Monkeybone

 

What a horrible movie. Advertisements compare Monkeybone to The Nightmare Before Christmas and James and the Giant Peach, but the only thing these movie really share is director Henry Selick. What is missing is thought, imagination, and Tim Burton. What is left is vapid, lowbrow, and uninteresting. Within the first couple minutes, a cartoon of the title character establishes the standard for the movie; toilet humor. There is too much time spent on watching Brendan Fraser act like a jackass, and not enough time spent on the amazing stop-motion animation that brings Monkeybone to life. Monkeybone was originally a graphic novel called Dark Town by Kaja Blackey, and comic book adapter extraordinaire Sam Hamm (Batman, Fantastic Four) handles the writing chores for the movie.
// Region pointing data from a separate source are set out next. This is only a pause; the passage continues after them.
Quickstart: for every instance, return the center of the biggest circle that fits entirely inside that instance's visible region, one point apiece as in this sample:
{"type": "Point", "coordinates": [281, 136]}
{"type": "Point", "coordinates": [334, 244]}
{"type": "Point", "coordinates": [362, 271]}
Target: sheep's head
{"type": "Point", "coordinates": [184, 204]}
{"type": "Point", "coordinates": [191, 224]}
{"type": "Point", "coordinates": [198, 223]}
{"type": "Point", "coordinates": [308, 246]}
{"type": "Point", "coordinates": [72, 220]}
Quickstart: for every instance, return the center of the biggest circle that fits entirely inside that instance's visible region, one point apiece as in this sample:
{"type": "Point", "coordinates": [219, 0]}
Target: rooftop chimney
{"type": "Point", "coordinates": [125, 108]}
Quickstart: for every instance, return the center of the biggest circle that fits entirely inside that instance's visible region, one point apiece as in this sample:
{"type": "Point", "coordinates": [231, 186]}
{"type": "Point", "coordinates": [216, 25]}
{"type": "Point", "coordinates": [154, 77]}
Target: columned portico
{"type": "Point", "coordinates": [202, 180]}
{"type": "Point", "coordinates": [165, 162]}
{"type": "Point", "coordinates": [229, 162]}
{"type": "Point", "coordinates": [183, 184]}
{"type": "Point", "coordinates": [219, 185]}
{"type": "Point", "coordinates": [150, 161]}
Where the other two movies had no live action, Monkeybone is a mix, and this helps to derail it. Monkeybone only appears sporadically, and then only in Downtown, a strange, carnival-like purgatory where people in comas go. There are all sorts of strange creatures and devices there, and many are visually creative. Only some are stop-motion, others look computer generated or just like costumes. There are actually three types of media here; Downtown, the real world, and cartoons. Monkeybone is the creation of comic Stu Miley (Fraser, Bedazzled, Dudley Do-Right). His jacket says "SMILEY." Get it? Funny? NO. Just as his creation is beginning to take off in popularity and he is about to propose to his girlfriend Julie (Bridget Fonda, Lake Placid, A Simple Plan), he falls into a coma and ends up in Downtown. Here, Monkeybone (voiced by John Turturro, Company Man, O Brother, Where Art Thou?) is real and interacts with Stu for the first time.

They team up and find a way for Stu to return to the real world, but when the opportunity arises, Monkeybone steals it, trapping Stu in Downtown. Now, Monkeybone is in the real world in Stu's body, and nobody is the wiser. Here, Fraser does what he seems to gravitate towards; physical comedy. With each additional comedy he does, he becomes more unwatchable. Was this really the same guy in Gods and Monsters? He acts like a monkey, because, hey, he's really a monkey! Not only that, he's a horny monkey. Most of the time, Stu/Monkeybone is lusting after Julie or working on the real reason he came to the real world. His plan is yet another poor attempt at potty humor. Every time that Hamm and Selick have a chance to add some wit, they take the easy road and low-ball a joke. There is nothing funny about Dave Foley naked or a plush monkey that farts. Just to make things worse, Chris Kattan (House on Haunted Hill, Lucky Numbers) stops in. Who exactly he is and what he does is best left unsaid, but is pretty much in line with the rest of Monkeybone.

Haro Rates It: Really Bad.
1 hour, 27 minutes, Rated PG-13 for crude humor and some nudity.